The former England player, who has battled his dependency for over two decades, told ITV's Daybreak breakfast show about his brush with death and his recent experience in a rehabilitation clinic in the US.
Gascoigne, 45, was flown to the States for treatment in February after worrying footage of him in a drunk and incoherent state was published on the internet by a tabloid newspaper.
The video clip showed the former Tottenham Hotspur player rambling for approximately ten minutes during an appearance at a charity party, which spurred his manager Terry Baker to call for the athlete's immediate treatment.
He was said to have sobbed and shook uncontrollably during an interview with Baker in front of 500 guests at the event, just days after staying in a medical facility where a fellow patient had passed away while he held their hand.
Baker said: "He has got to want to help himself. He has to recognise the problem, I think deep down he does. But he didn’t know he was shaking on Thursday."
After his stint in a treatment facility, Gascoigne told Daybreak he begged doctors not to let him die.
He added: "I just remember the guy, the doctor at the treatment centre saying 'I don't think this guy is going to make it'.
"I put my head up a little bit and I was tubed, I had tubes on my arms and body and getting injected and I just actually said 'please don't let me die I need to water the plants'. The plants were more important than me. The plants passed away and I survived."
During the interview, the much-loved footballer disagreed with comparisons to the late alcoholic Manchester United star George Best, claiming that unlike Best, he is actively trying to overcome his demons.
He claimed that his friendship with the former Red Devil made him believe he did not want to get well, but argued he is trying "so hard" to battle his addictions.
The father-of-three also stated that people have tried to take advantage of him while he was under the influence of alcohol.

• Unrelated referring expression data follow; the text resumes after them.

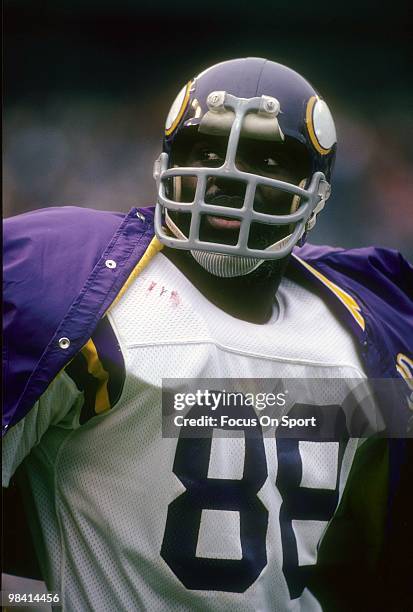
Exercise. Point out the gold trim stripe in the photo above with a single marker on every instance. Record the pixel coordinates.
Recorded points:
(344, 297)
(96, 369)
(154, 247)
(309, 119)
(179, 116)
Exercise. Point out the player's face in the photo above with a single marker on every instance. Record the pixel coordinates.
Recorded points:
(274, 160)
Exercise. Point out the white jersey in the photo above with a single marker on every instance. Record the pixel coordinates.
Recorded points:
(125, 519)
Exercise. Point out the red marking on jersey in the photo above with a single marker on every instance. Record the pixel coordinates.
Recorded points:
(175, 299)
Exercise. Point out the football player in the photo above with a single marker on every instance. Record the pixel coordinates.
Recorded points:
(215, 283)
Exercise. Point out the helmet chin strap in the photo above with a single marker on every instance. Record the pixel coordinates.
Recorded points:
(219, 264)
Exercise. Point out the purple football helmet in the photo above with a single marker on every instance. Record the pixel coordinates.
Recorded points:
(243, 99)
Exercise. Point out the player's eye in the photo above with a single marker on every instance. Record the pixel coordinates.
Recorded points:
(211, 158)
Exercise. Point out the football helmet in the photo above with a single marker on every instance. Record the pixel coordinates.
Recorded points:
(244, 101)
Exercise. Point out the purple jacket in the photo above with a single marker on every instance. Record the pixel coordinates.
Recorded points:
(64, 267)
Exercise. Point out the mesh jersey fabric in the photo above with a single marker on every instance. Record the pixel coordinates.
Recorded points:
(102, 491)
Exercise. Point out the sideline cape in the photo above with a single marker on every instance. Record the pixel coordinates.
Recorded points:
(64, 268)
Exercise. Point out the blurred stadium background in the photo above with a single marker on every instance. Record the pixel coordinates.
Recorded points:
(88, 86)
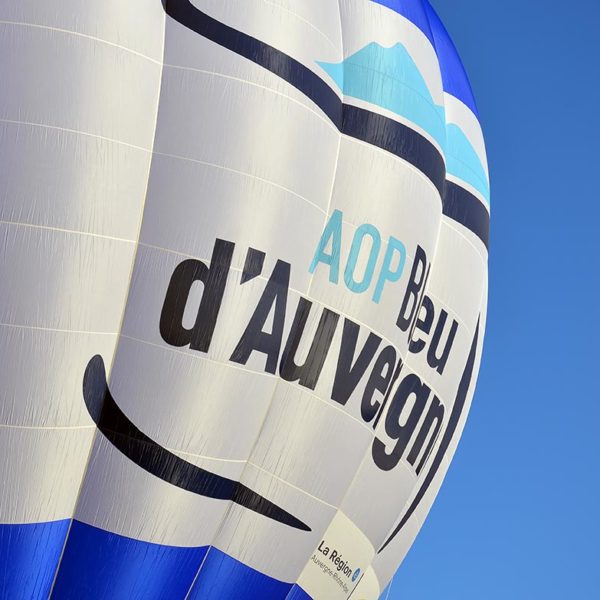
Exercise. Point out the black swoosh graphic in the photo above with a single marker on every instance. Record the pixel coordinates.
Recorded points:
(373, 128)
(457, 409)
(161, 463)
(465, 208)
(361, 124)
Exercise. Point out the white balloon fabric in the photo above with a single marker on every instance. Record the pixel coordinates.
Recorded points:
(244, 282)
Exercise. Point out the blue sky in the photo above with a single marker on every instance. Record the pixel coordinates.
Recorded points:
(517, 517)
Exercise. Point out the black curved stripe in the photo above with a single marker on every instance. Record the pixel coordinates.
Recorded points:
(268, 57)
(457, 410)
(161, 463)
(465, 208)
(397, 138)
(358, 123)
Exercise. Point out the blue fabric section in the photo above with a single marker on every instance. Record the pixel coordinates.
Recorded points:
(225, 578)
(298, 593)
(412, 10)
(463, 162)
(29, 555)
(454, 76)
(98, 565)
(389, 78)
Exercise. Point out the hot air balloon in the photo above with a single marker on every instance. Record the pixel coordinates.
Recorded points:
(244, 281)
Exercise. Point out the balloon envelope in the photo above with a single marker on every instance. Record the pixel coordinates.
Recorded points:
(244, 282)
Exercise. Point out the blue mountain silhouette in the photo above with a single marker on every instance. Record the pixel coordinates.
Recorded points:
(390, 79)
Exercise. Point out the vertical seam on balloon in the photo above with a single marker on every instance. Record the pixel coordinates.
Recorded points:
(406, 361)
(133, 262)
(312, 278)
(75, 131)
(227, 512)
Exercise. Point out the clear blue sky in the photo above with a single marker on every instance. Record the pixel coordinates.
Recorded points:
(517, 517)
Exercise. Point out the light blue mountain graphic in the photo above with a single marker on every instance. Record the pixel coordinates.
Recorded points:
(390, 79)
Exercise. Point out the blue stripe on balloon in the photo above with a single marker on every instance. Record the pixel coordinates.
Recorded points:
(225, 578)
(454, 76)
(389, 78)
(298, 593)
(413, 11)
(29, 555)
(98, 565)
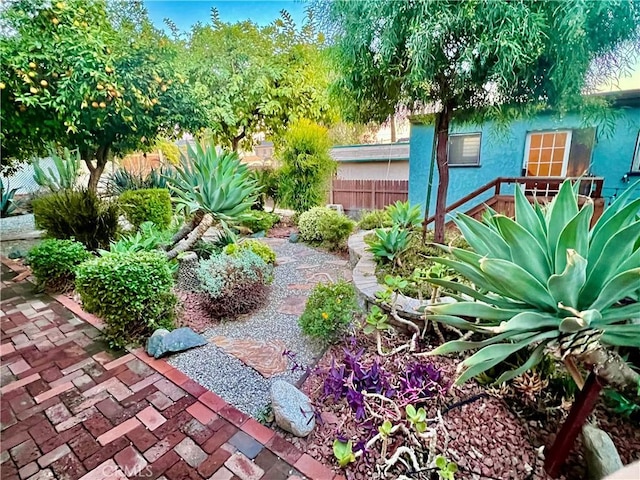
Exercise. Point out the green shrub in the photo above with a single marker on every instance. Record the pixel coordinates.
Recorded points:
(307, 166)
(53, 262)
(77, 214)
(131, 292)
(147, 205)
(264, 251)
(309, 223)
(235, 284)
(329, 310)
(260, 221)
(374, 219)
(334, 229)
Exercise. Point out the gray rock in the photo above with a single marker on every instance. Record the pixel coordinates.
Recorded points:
(600, 453)
(162, 341)
(292, 409)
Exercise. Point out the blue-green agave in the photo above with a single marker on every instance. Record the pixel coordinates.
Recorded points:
(546, 278)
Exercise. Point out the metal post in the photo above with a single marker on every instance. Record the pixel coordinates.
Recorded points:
(580, 410)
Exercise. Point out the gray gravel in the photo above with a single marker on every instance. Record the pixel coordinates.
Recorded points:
(227, 376)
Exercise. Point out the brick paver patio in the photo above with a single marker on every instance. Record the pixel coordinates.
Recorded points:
(71, 408)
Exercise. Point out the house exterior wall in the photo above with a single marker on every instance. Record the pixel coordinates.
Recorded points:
(502, 155)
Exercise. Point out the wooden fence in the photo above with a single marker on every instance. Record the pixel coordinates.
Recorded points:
(368, 194)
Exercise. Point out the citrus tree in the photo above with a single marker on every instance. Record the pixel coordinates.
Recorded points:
(90, 76)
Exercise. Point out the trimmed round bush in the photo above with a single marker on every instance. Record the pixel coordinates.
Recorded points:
(264, 251)
(309, 221)
(235, 284)
(329, 310)
(147, 205)
(53, 262)
(131, 292)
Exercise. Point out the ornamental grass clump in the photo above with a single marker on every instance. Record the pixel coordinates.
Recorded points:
(548, 279)
(235, 284)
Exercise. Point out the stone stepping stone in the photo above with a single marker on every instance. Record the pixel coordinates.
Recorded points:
(264, 357)
(293, 305)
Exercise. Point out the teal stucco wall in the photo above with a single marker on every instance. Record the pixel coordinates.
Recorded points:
(502, 155)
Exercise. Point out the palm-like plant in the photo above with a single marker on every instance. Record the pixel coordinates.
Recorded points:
(213, 188)
(547, 278)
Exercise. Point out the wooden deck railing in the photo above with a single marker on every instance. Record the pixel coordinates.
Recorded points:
(541, 188)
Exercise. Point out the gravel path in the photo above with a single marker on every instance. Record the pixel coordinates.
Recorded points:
(299, 267)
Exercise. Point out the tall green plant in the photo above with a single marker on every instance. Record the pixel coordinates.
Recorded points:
(547, 278)
(65, 176)
(307, 167)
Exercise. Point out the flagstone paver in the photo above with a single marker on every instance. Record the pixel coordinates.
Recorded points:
(71, 408)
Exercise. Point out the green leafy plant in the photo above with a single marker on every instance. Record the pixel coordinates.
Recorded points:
(376, 320)
(446, 469)
(235, 284)
(329, 311)
(53, 263)
(130, 291)
(374, 219)
(147, 205)
(77, 214)
(387, 245)
(65, 176)
(547, 276)
(343, 451)
(7, 202)
(404, 215)
(264, 251)
(417, 418)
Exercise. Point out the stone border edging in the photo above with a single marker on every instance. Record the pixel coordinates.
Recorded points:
(366, 282)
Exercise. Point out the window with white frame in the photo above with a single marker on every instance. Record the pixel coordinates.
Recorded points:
(547, 153)
(464, 149)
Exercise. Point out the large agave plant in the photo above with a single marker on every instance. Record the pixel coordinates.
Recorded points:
(548, 279)
(215, 183)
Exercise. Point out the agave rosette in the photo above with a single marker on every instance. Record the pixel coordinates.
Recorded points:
(544, 277)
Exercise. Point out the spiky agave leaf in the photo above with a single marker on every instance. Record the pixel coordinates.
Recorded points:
(543, 276)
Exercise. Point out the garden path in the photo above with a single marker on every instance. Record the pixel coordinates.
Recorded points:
(245, 355)
(70, 408)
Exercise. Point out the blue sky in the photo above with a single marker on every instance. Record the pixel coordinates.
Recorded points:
(187, 12)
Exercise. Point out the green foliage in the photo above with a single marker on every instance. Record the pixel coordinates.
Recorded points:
(146, 239)
(53, 262)
(307, 167)
(131, 292)
(404, 215)
(7, 203)
(235, 284)
(343, 451)
(67, 169)
(77, 214)
(149, 205)
(253, 79)
(216, 183)
(374, 219)
(260, 221)
(329, 311)
(546, 276)
(388, 244)
(264, 251)
(91, 76)
(123, 180)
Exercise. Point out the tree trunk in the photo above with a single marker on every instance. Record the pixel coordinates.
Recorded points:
(610, 367)
(186, 229)
(443, 119)
(95, 171)
(188, 243)
(392, 127)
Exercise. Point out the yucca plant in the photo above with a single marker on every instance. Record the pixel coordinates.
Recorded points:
(548, 279)
(211, 188)
(404, 215)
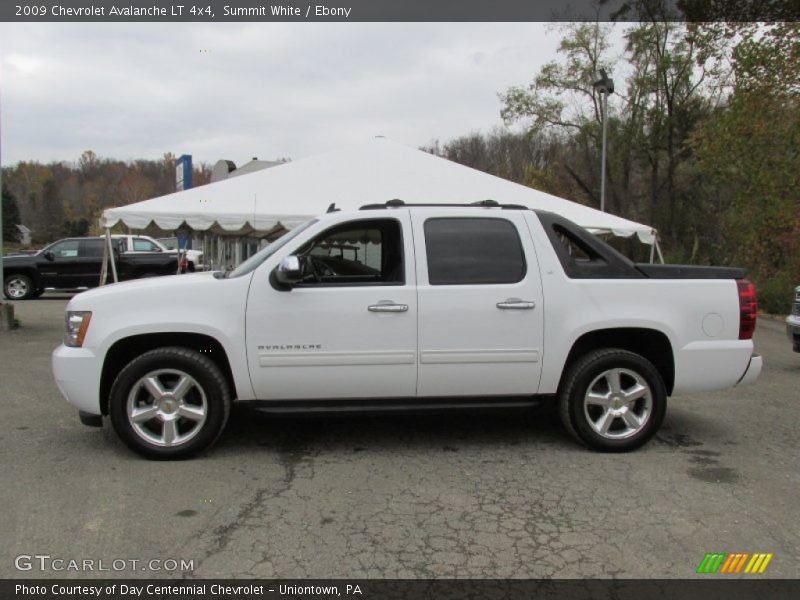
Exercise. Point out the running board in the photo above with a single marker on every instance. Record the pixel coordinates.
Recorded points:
(393, 405)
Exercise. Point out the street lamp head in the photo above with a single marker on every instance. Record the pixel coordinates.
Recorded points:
(603, 83)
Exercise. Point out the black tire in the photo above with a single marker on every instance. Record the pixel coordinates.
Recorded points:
(584, 415)
(208, 393)
(18, 287)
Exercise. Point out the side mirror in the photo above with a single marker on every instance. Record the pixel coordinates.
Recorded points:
(289, 272)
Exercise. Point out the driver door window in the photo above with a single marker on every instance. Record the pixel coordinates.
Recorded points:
(140, 245)
(367, 252)
(66, 249)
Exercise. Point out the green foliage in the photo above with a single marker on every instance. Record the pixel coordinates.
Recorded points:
(60, 199)
(10, 217)
(704, 136)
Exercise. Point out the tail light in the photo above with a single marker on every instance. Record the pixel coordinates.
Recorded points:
(747, 309)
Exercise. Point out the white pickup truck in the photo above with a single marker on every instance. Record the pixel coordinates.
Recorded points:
(397, 307)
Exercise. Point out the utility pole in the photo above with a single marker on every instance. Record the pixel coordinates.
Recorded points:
(604, 85)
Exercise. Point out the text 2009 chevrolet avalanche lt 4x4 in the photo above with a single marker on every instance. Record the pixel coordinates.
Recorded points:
(410, 306)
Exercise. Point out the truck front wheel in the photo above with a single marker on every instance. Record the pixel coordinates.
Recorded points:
(612, 400)
(19, 287)
(169, 403)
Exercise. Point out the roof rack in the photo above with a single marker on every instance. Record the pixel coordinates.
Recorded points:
(397, 203)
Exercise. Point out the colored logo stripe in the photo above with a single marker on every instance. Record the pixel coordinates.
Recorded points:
(758, 563)
(720, 562)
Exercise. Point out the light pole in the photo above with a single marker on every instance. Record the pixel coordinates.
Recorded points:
(604, 86)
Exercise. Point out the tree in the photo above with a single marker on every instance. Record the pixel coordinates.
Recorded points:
(750, 150)
(561, 101)
(11, 232)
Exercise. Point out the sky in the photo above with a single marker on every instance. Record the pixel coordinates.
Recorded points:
(266, 90)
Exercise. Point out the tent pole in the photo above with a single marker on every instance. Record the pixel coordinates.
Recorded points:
(104, 266)
(111, 254)
(658, 249)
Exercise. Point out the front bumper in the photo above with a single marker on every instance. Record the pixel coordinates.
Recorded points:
(793, 331)
(77, 375)
(752, 372)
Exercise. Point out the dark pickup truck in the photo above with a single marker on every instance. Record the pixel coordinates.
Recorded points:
(76, 263)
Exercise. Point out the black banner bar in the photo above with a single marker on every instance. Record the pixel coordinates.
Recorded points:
(396, 10)
(710, 588)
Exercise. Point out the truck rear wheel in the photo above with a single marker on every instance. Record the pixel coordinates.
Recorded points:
(169, 403)
(612, 400)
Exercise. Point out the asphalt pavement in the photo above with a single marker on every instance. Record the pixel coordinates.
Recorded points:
(446, 496)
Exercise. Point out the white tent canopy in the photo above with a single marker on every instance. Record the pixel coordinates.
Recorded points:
(371, 172)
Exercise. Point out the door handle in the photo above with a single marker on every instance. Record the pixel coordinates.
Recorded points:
(516, 303)
(387, 306)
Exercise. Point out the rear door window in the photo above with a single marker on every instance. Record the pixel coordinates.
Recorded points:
(468, 251)
(92, 248)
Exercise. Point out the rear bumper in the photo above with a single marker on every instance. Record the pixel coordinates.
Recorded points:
(793, 331)
(752, 372)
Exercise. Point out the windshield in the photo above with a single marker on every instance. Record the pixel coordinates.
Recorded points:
(259, 257)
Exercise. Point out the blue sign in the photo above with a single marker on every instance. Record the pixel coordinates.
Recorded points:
(183, 172)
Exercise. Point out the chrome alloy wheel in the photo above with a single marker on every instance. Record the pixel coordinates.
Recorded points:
(167, 407)
(618, 403)
(16, 288)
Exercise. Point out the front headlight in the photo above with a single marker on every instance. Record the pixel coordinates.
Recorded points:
(76, 326)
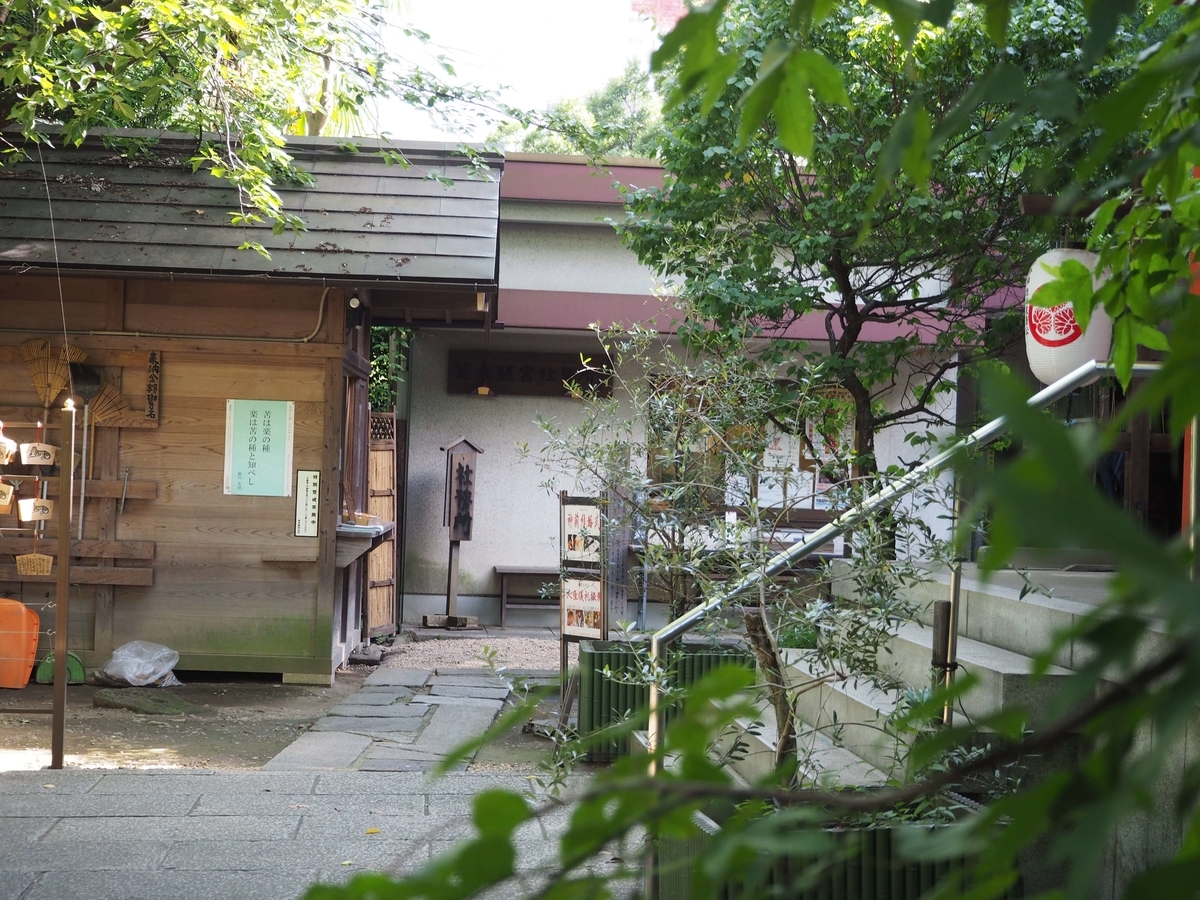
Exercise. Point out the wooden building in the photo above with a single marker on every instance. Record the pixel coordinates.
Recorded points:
(131, 261)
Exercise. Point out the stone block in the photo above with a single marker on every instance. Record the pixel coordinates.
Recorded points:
(453, 726)
(84, 856)
(395, 751)
(364, 711)
(442, 700)
(378, 696)
(205, 781)
(160, 804)
(61, 781)
(395, 690)
(475, 679)
(372, 765)
(13, 883)
(175, 828)
(319, 750)
(367, 725)
(273, 804)
(364, 853)
(462, 690)
(401, 677)
(161, 885)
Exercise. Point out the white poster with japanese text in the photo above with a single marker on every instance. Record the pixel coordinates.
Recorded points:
(581, 533)
(258, 447)
(581, 607)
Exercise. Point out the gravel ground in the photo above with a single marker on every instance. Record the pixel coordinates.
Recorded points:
(522, 653)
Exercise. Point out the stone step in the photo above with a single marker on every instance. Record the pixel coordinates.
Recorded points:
(823, 763)
(849, 713)
(996, 613)
(1006, 678)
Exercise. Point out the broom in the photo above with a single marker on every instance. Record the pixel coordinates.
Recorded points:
(49, 372)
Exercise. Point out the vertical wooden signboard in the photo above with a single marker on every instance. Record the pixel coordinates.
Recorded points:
(459, 510)
(618, 534)
(581, 592)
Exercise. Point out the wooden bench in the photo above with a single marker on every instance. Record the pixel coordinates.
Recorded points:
(527, 571)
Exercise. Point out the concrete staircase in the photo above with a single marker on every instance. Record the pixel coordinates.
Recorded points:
(844, 723)
(1001, 623)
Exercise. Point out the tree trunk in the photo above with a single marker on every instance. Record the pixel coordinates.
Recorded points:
(767, 653)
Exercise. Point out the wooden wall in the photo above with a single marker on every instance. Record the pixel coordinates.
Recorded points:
(232, 587)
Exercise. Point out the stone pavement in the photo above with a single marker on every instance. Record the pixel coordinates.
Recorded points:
(85, 834)
(400, 720)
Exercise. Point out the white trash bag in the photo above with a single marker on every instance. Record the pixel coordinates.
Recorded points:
(142, 663)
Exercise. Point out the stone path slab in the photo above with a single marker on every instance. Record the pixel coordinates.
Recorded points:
(376, 725)
(379, 696)
(401, 720)
(319, 750)
(352, 708)
(469, 681)
(439, 700)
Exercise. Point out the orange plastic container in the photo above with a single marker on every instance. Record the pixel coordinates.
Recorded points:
(18, 642)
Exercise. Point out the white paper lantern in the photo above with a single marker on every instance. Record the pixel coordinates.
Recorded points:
(1054, 341)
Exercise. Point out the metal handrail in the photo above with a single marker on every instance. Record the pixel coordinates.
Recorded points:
(847, 520)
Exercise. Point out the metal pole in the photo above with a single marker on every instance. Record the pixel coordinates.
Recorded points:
(1193, 483)
(654, 726)
(889, 495)
(952, 637)
(83, 469)
(66, 498)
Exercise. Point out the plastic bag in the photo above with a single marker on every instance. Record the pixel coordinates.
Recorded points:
(142, 663)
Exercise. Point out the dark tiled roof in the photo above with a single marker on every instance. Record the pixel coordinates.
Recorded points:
(367, 222)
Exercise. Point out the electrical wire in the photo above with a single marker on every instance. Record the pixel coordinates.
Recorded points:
(58, 268)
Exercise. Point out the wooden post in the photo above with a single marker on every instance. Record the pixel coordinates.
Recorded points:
(457, 515)
(453, 581)
(66, 490)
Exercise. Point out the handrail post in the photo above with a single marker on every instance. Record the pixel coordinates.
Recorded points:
(786, 558)
(952, 636)
(654, 727)
(1193, 493)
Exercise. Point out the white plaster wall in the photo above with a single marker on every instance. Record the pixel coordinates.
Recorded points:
(516, 517)
(592, 259)
(891, 448)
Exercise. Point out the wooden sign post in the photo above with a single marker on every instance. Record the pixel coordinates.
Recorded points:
(457, 515)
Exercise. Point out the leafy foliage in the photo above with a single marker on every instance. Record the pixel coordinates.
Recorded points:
(240, 75)
(778, 226)
(387, 365)
(621, 119)
(1135, 690)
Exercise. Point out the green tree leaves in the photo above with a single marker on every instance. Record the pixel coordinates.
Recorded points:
(241, 75)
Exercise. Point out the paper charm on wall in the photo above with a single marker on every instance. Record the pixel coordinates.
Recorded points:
(35, 509)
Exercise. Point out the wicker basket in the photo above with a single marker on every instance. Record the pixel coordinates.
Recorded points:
(34, 564)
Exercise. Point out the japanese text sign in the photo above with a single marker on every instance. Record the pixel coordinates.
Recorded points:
(307, 502)
(581, 607)
(258, 447)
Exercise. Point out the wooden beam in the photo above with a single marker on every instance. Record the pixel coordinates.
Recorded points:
(85, 575)
(29, 417)
(112, 490)
(106, 453)
(142, 345)
(357, 365)
(88, 549)
(329, 511)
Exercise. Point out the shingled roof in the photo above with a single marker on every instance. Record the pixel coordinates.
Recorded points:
(369, 223)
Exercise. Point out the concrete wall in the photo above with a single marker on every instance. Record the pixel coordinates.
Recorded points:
(516, 516)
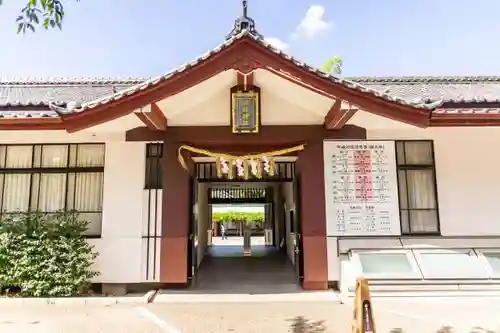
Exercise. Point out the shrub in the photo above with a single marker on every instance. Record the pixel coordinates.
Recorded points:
(45, 254)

Gascoigne said although he did not ask to become addicted to the substance, he has got to remind himself of the consequences of his dangerous habit - which resulted in the loss of his money, marriage and car.
He added: "I'll get them back in time it’s just a matter of just working at it. You know if I went to any lengths to get my drink then I've got to go to any lengths - a bit more to stay sober you know."
The Gateshead-born athlete saw great success in his years as a professional footballer, originally playing for Newcastle United for three years until 1985 until he was sold to Spurs for £2 million.
He is well respected for earning 57 caps as an England midfielder, famously part of the squad that reached fourth place in the 1990 World Cup and cried after receiving a yellow card in the semi-final against Germany.